LONDON, ENGLAND - FEBRUARY 21: Secretary of State for Science, Innovation and Technology Michelle Donelan leaves after attending a Cabinet meeting in Downing Street on February 21, 2023 in London, England. (Photo by Carl Court/Getty Images) - Carl Court/Getty Images
LONDON, ENGLAND - FEBRUARY 21: Secretary of State for Science, Innovation and Technology Michelle Donelan leaves after attending a Cabinet meeting in Downing Street on February 21, 2023 in London, England. (Photo by Carl Court/Getty Images) - Carl Court/Getty Images

In 2020, Microsoft and the Met Office announced they would build a new weather forecasting system to tackle climate change. The £1.2bn project aims to design the world’s most powerful weather computer that will operate for the next decade.

Nvidia has also been building a super-powered facility in Cambridge.

However, the Future of Compute review said Britain needs “government intervention to provide strategic leadership [and] ensure sovereign compute capability.”

On Monday, Mr Sunak and Michelle Donelan, the technology minister, announced plans to turn the UK into a “science superpower”. The proposals included committing to a new “exascale” computer, the most modern type of supercomputer, which was a key recommendation of the review.

Britain must have a system on this scale ready for action by 2026 to join the artificial intelligence race, the Future of Compute review said. Scientists also said the UK needed to create a national pool of computer power, equivalent to 3,000 AI processors, for scientists to access as soon as this summer.

However, the Government has not set out how much funding has been earmarked for the exascale project.

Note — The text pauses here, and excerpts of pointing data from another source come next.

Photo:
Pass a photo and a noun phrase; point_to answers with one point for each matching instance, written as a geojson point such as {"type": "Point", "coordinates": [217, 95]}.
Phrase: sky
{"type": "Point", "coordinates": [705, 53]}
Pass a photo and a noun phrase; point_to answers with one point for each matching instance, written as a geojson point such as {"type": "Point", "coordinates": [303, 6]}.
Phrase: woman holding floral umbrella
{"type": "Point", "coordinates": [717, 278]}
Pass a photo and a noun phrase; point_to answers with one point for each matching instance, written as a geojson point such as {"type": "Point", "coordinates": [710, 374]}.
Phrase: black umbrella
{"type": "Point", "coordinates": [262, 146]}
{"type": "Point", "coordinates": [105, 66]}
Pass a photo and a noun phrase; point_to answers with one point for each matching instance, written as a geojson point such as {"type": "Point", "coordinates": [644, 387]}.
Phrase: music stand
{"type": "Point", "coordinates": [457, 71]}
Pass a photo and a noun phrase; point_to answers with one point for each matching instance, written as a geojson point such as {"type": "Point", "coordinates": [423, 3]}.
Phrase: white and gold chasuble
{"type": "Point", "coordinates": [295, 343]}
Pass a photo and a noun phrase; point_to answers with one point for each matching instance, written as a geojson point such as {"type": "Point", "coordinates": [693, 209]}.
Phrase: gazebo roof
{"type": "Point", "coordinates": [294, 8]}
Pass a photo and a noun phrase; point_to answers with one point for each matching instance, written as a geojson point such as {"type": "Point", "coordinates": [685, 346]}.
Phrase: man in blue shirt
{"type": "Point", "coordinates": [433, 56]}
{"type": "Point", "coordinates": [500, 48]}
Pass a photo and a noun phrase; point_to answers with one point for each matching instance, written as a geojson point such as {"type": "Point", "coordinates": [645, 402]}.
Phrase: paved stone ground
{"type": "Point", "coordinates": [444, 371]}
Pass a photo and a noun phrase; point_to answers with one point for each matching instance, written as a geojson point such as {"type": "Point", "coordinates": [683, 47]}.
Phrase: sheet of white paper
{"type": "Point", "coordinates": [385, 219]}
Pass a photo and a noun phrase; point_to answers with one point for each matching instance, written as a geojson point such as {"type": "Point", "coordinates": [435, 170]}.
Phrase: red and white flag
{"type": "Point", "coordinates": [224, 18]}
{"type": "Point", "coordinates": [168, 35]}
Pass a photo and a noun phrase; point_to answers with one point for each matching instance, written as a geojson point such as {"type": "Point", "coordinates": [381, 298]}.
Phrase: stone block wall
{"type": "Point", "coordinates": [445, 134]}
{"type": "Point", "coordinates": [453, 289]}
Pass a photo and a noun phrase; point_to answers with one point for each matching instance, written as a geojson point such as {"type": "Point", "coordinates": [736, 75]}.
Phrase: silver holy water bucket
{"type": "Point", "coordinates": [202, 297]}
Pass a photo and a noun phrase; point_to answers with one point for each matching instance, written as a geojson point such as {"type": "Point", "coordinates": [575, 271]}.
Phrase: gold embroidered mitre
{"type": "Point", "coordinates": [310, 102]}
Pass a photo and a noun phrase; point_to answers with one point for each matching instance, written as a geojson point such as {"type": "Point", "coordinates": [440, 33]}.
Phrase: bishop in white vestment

Peer supercomputer systems cost in the region of $600m, the Future of Compute review found.

Without this level of investment, the most promising AI companies could end up drifting from Britain to where they can access the fastest computing resources.

“The need to provide state of the art high performance computing facilities is every bit as essential as the provision of broadband was for businesses and households,” the Turing Institute's Wooldridge said.

“This is not a box that can be ticked and then forgotten about.”

A government spokesman said ministers were “taking action in response to the recommendations of the Future of Compute Review”.